10 “... Heisenberg and quantum mechanics as a whole, correctly emphasize the existence of mutual interaction in any actual process, but cannot by themselves tackle the problem it raises ... it is clear ... that the methodological root of the error lies in the undialectical conception of the relation between the general and the particular.” (Kolman, Science on the Crossroads, p. 87.)

11 Rudas uses as illustrations the theories of Nernst and Fermi on the energy and pressure at the absolute zero and of the Compton effect. This latter he considers as extremely important not only because it proves that motion is an immanent quality of matter and as such is indestructible, but also because it satisfies the law of the conservation of energy and movement in the event of the clash of one electron and one light-quantum and as such establishes proof for the law of causality. He uses Haas: Materiewellen, etc., p. 179 as reference.

“Any object, a stone, a living thing, a human society, etc. may be considered as a whole consisting of parts (elements) related to each other; in other words, this whole may be regarded as a system.”

(Bukharin, N. I., Historical Materialism, p. 75.)

12 “Necessity remains the degree of probability of expectation of the effects.” (Avenarius, Philosophie als Denken etc., paragr. 83.)

“The necessity lies in the world of conception and is only unconsciously and illogically transferred to the world of perception.” ... “The necessity thus lies in the nature of the thinking being and not in the perceptions themselves; thus it is conceivably a product of the perceptive faculty.” (Pearson, Karl, Grammar of Science, pp. 86–87, 179.)

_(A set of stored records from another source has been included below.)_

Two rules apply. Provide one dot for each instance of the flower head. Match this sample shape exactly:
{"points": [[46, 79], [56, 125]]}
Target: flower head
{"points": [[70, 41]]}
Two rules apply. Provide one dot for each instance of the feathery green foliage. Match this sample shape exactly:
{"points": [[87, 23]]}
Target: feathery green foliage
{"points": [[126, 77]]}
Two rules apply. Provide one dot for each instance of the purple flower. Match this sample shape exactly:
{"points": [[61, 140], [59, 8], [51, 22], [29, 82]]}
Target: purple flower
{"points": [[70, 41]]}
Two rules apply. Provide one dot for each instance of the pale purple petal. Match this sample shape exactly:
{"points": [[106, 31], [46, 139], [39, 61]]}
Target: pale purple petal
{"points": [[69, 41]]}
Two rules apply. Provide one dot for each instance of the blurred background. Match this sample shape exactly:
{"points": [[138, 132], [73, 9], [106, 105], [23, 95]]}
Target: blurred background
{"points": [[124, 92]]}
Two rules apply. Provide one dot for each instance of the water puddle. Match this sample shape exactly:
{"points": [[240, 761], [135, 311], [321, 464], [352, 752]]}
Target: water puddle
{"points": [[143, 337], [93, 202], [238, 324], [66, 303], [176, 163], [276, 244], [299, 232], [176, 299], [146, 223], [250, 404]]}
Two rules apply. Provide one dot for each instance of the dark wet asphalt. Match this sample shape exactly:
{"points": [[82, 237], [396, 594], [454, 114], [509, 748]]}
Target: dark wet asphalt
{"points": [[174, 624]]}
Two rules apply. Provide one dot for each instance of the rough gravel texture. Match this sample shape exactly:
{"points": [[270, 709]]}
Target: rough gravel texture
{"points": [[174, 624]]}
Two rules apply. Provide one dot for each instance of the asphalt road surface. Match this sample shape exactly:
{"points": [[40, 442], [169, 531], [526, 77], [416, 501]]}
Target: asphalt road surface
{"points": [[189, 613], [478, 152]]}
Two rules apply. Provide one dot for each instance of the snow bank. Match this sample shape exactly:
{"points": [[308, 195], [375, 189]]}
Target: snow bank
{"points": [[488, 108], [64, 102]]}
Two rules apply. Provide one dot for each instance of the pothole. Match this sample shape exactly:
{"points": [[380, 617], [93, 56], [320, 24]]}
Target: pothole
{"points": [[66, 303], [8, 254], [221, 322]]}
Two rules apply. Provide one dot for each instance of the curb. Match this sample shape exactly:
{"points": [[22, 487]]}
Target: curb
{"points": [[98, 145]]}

13 “Mises ... proceeds from the principle that while dynamic laws govern the individual elements forming a manifold, statistical laws govern the manifold as a whole... statistical law is the law of the macrocosm, dynamical law the law of the microcosm.” (Kolman, Science on the Crossroads, p. 90.)

14 “We must note here that with remarkable naivete our Russian Machians change the question from the fundamental difference between the materialist and idealist arguments concerning causality, to the question of this or that formulation of the law. They follow the German empirio-critical professors, in believing that to say 'functional correlation,' the discovery of 'recent positivism' is to free us from the ‘fetishism’ of such expressions as 'necessity,' 'law' and the like. Of course, this is absurd and Wundt had a perfect right to ridicule such change of words (Phil. Studien, pp. 383, 388) which does not change things in the least.” (Lenin, Materialism and Empirio-Criticism, p. 128.)

15 “...man does not constitute an exception to all the rest of the world: whether he desires to scratch his ear, or accomplish heroic deeds, all his actions have their causes. ...” (Bukharin, Ibid., p. 36.)

16 The query is often made why Marx selects the economic process “arbitrarily” from a vast complexity of events in which the economic phenomena have infinite non-economical implications. The theory of historical materialism is the theory of the qualitative differences in the order of social events. It considers one of these, the economic process, as the basic one in which all other social processes have their roots and from which they differentiate.